Today, my nurse was working on getting an anti-nausea medicine for 2 patients for chemo, around $300 worth. (It is the standard for people getting chemo of a certain intensity.) Once she was told, "no, give them something cheaper, but if they throw up so much that they have to go to the ER ($$$), then NEXT time we will cover the med." The other insurance company said, "We won't approve the med as a stand-alone, BUT if you also prescribe these 2 OTHER DRUGS at the same time, we will cover them all," so suddenly the $300 has ballooned to over $500. 2 other patients this week had theirs go through no questions asked, yet they all had the SAME diagnosis and the SAME chemo regimen. Our office spends the time because our patients deserve the best care we can give them, but the RN on the phone has an hourly wage, and the insurance company is paying the folks on the other end something, too, so it's an expensive and inefficient system. Lots of offices don't even bother: "Here is what your chemo will cost; pay $20% down and YOU have to deal with the insurance companies to collect," which is awful because if my specialized RNs have difficulty, how on earth is little hard-of-hearing, 80-year-old housewife of the patient going to be able to navigate this???
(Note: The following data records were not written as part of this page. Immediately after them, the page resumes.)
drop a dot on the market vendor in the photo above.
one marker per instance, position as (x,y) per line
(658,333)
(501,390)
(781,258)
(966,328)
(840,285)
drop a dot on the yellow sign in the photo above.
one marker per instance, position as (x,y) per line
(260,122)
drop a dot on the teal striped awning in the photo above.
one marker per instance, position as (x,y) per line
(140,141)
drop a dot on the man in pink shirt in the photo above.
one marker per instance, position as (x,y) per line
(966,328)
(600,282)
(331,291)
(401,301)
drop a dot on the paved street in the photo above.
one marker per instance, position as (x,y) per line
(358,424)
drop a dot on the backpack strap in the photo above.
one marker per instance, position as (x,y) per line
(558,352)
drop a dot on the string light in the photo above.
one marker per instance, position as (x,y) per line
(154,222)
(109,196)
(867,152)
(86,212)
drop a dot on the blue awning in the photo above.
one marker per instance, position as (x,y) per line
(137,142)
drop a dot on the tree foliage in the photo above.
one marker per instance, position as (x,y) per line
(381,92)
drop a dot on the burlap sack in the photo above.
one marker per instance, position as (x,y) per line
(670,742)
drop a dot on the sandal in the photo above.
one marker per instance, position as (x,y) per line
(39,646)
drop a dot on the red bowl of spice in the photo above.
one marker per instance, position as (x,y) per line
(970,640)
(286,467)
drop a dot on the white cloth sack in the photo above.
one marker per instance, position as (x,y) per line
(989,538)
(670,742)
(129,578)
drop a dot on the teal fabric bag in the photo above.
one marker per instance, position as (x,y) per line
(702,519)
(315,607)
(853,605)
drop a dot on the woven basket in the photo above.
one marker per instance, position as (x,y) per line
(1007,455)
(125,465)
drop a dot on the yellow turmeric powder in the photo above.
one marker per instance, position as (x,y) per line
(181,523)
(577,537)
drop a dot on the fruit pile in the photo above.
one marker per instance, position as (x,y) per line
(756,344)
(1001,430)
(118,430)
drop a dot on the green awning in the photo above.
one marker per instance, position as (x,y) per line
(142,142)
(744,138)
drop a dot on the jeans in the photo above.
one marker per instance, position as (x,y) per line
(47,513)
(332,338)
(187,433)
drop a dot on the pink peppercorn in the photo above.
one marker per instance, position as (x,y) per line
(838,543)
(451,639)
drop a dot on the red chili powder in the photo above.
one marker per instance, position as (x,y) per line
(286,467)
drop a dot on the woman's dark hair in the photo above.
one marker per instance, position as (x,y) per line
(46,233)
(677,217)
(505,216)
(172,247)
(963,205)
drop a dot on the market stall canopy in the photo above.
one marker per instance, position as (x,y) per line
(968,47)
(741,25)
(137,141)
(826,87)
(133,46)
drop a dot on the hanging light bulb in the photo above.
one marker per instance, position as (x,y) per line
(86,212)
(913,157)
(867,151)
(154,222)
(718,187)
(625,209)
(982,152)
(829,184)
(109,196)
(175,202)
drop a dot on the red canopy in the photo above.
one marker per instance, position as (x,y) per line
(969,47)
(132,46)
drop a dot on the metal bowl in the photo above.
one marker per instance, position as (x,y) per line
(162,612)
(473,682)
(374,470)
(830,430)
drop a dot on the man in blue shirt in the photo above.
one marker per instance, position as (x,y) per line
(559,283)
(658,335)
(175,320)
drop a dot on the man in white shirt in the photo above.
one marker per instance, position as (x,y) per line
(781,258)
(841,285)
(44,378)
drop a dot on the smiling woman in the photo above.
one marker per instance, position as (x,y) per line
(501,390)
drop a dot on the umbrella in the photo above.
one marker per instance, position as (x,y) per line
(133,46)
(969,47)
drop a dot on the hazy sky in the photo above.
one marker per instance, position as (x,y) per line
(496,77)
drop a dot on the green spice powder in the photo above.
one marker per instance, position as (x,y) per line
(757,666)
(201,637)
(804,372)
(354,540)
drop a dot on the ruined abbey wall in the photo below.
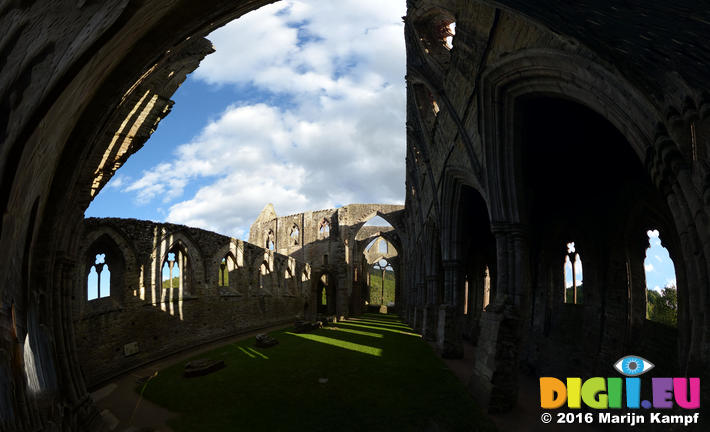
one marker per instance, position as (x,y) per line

It's a nightmare, and won't get fixed until Congress doe not have free VIP medical care; they are so out of touch with what it is like to be a regular patient, and any concerns that the medical folks raise is chalked up to the whining of "rich doctors."

All you can do is try to pay attention to deductibles, catastrophic caps, any maximum outlay from the insurance company (folks with a certain chronic leukemia are now starting to outlive the max their insurance will pay for drugs), who locally is in and out-of-network, and how you will be expected to get your medicines (mail order, local pharmacy, whatever), and how your insurance will cover if you remain employed, or if you or your spouse's insurance lapses.